善玉菌はエサになる栄養源を食べて活動をして増殖しています。そのエサになるのは糖類と食物繊維です。食物繊維は胃では消化されず、腸から吸収もされないものですが、大腸内では腸内細菌によって分解され、糖質となります。この糖質がエサとなります。乳製品も善玉菌のエサとされますが、実際にエサとなっているのは乳製品に含まれる乳糖です。これらの成分を摂るのは大切ですが、悪玉菌を増やすエサを減らすことも大切です。

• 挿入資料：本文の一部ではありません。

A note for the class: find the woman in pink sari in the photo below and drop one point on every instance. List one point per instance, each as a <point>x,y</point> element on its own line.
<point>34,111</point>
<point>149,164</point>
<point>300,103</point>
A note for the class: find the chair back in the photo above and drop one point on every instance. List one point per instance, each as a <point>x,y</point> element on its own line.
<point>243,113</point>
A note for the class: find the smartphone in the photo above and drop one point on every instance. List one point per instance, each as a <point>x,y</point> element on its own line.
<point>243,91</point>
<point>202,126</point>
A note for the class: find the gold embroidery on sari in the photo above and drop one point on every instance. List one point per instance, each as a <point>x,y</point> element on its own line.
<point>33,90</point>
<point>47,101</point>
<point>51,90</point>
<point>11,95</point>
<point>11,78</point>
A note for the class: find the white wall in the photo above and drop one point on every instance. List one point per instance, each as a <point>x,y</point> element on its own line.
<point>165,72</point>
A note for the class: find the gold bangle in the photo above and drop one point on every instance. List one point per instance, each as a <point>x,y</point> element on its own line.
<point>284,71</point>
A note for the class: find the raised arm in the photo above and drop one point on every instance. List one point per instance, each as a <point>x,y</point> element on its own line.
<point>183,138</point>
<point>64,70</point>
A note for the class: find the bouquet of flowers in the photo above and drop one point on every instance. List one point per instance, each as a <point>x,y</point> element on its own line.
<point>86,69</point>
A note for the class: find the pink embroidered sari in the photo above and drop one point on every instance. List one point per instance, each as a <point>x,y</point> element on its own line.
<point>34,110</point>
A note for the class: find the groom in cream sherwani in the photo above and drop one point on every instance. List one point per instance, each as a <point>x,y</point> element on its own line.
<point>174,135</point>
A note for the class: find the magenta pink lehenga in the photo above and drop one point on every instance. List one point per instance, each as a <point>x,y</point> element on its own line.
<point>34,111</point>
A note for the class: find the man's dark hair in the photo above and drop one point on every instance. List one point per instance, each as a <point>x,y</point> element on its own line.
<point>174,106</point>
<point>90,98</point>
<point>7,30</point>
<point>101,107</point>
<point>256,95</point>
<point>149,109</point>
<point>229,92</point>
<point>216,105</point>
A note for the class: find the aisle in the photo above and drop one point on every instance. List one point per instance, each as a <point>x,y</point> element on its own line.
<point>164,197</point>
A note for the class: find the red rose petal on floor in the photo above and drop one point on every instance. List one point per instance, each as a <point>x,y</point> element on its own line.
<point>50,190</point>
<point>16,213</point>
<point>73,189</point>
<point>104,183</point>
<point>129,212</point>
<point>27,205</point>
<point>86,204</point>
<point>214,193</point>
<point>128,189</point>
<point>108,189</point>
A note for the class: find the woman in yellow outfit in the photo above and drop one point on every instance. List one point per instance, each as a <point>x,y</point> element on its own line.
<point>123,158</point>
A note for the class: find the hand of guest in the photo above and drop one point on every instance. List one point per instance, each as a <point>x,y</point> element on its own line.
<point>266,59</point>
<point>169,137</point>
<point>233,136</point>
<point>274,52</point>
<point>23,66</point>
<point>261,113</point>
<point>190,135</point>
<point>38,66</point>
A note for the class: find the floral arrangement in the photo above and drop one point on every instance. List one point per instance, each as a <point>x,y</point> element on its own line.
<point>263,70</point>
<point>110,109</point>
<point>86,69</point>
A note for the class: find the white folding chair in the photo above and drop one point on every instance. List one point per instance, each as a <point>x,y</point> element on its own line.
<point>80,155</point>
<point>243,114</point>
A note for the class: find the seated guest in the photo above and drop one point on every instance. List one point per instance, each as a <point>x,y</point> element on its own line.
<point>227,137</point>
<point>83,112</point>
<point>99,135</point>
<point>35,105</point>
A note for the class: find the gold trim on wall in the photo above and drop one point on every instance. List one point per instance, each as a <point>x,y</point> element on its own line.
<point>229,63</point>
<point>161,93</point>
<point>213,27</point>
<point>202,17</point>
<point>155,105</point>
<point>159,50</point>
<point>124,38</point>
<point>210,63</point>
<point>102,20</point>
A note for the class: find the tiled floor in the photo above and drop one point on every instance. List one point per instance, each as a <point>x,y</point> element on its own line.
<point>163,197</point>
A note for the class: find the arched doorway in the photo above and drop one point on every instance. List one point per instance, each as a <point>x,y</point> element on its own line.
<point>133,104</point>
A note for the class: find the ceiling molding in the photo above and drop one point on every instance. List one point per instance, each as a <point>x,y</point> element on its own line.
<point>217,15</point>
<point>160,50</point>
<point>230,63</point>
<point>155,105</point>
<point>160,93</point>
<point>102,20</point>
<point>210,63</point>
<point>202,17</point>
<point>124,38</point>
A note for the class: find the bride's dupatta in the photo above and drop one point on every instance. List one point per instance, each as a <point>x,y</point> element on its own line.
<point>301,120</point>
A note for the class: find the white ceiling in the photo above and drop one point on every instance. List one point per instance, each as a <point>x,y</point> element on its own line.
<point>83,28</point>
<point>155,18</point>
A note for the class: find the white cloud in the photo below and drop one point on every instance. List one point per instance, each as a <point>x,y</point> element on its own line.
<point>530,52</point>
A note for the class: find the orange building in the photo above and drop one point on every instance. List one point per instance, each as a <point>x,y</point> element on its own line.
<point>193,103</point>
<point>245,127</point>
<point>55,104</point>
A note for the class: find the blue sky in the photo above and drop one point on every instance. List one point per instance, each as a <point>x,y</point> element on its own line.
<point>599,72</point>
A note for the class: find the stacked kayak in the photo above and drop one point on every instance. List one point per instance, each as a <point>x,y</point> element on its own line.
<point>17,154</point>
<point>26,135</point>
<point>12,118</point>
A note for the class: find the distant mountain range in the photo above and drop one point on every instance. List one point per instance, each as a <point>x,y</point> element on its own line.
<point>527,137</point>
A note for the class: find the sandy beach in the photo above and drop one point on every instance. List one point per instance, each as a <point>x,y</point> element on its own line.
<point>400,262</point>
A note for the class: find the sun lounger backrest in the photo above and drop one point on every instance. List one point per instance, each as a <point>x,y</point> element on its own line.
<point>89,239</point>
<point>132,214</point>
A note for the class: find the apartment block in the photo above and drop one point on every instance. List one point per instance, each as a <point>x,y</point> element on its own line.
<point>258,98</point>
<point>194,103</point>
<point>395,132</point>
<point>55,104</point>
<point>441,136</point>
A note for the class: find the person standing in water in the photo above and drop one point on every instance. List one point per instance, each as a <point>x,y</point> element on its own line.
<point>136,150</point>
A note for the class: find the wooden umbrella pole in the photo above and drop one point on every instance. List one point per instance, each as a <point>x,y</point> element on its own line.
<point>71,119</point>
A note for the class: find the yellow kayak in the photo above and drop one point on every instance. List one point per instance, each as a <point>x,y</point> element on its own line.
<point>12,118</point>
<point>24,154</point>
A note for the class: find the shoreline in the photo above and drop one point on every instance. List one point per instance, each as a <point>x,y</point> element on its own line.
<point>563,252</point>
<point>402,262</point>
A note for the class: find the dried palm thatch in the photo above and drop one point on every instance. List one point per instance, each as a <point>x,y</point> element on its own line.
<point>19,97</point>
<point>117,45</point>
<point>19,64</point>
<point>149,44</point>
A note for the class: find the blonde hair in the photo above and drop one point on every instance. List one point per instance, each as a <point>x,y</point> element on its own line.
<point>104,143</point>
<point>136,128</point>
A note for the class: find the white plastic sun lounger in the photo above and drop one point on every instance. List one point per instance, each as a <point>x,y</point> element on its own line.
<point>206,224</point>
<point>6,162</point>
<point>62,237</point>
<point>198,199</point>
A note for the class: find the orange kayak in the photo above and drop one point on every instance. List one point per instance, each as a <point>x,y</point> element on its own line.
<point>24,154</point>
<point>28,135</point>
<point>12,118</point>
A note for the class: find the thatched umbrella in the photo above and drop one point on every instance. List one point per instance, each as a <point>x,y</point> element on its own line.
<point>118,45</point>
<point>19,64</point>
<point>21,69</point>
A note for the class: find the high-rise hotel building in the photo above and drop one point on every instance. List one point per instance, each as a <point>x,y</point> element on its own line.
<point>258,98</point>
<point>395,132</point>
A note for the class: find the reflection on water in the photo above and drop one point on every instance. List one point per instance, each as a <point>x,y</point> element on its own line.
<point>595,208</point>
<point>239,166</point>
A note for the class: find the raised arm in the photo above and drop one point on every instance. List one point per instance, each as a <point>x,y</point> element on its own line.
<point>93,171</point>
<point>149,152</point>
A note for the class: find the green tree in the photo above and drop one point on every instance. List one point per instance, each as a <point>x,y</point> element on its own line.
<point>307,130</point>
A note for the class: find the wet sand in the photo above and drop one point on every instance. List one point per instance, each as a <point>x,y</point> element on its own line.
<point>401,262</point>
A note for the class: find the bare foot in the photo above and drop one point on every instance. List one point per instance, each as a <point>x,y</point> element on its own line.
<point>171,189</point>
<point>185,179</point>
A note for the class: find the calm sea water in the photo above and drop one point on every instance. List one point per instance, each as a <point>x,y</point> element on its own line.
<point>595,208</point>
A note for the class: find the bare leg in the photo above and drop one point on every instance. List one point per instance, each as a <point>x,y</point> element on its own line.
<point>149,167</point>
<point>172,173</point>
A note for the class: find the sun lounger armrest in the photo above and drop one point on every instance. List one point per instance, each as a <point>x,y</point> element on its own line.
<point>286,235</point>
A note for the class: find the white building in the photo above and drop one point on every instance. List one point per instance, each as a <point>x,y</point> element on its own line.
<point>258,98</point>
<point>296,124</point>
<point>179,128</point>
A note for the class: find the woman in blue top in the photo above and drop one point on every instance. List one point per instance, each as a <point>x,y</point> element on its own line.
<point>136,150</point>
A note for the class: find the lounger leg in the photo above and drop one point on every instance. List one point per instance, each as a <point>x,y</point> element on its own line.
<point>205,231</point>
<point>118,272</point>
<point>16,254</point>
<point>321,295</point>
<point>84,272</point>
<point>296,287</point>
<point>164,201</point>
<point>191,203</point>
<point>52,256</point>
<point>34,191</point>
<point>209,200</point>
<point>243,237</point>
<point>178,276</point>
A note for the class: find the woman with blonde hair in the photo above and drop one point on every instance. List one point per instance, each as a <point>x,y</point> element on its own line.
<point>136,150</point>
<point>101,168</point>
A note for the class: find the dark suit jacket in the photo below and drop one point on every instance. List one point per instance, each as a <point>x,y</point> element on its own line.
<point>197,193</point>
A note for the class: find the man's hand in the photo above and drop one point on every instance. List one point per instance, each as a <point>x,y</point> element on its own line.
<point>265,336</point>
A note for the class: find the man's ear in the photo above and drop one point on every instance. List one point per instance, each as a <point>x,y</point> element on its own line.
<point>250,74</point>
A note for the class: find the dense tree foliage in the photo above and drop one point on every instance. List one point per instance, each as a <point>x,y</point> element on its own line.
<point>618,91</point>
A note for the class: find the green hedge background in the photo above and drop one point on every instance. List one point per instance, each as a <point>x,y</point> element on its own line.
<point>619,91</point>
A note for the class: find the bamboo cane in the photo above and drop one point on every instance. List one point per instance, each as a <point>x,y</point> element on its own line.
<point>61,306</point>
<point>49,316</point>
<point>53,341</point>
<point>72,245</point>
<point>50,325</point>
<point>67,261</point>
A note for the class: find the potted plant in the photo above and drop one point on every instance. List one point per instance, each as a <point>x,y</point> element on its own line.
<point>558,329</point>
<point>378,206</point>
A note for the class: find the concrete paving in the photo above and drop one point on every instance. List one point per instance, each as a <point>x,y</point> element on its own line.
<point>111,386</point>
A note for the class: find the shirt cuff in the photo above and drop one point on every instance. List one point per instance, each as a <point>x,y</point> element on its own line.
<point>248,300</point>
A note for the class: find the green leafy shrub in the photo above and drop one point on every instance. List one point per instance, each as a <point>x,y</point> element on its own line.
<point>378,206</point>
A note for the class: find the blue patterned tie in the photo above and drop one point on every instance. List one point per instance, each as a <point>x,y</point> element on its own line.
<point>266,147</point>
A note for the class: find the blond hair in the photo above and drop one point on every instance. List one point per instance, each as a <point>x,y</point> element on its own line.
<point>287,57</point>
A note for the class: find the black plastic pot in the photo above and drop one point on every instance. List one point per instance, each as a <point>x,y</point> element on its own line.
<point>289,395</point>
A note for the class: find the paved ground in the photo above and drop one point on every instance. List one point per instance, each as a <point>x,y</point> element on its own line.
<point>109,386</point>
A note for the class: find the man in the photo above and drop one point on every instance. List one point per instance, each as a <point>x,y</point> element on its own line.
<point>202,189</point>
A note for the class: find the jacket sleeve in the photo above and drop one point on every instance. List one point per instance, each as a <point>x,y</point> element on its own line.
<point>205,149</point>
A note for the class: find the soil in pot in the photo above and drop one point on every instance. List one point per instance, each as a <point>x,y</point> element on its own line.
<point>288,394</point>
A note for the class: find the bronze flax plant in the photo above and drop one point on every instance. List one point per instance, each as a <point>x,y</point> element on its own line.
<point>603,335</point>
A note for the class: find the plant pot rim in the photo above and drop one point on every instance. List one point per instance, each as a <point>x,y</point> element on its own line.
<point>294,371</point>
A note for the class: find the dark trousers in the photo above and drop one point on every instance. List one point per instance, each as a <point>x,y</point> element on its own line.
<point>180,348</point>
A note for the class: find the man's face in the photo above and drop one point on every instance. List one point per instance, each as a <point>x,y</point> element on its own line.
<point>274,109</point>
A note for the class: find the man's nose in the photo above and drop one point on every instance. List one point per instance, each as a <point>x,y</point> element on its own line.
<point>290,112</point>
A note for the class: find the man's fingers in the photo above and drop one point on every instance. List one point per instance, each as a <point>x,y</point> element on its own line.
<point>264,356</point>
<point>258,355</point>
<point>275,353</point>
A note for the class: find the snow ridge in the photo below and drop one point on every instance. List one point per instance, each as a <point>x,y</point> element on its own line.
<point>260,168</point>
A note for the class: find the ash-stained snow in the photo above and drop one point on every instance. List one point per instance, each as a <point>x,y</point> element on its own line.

腸内細菌の総数は約1000兆個とほぼ決まっていて、善玉菌が増えると悪玉菌が減り、逆に悪玉菌が増えると善玉菌が減るという関係となっています。悪玉菌のエサとなっているのは動物性のたんぱく質と脂肪です。これを知ると、和食は善玉菌が増えやすく、洋食は悪玉菌が増えやすくなっていることがわかります。
善玉菌の中でもビフィズス菌の数と量が腸内環境を整えるためには重要となりますが、ビフィズス菌の割合は生まれた地域によって特徴があります。腸内細菌は生まれてすぐのときには腸内には存在せず、母親や産科の関係者から伝えられています。生まれた地域から移動しない人はビフィズス菌の割合が似通ってることから、移動が少ない地域で食環境がよい高齢者はビフィズス菌が多いことになります。棡原の例だけでなく、腸内細菌のバランスがよい人が多い地域では、その状態が伝統的に伝えられていくこということで、長寿地域の研究には腸内細菌の研究も必要だと言えます。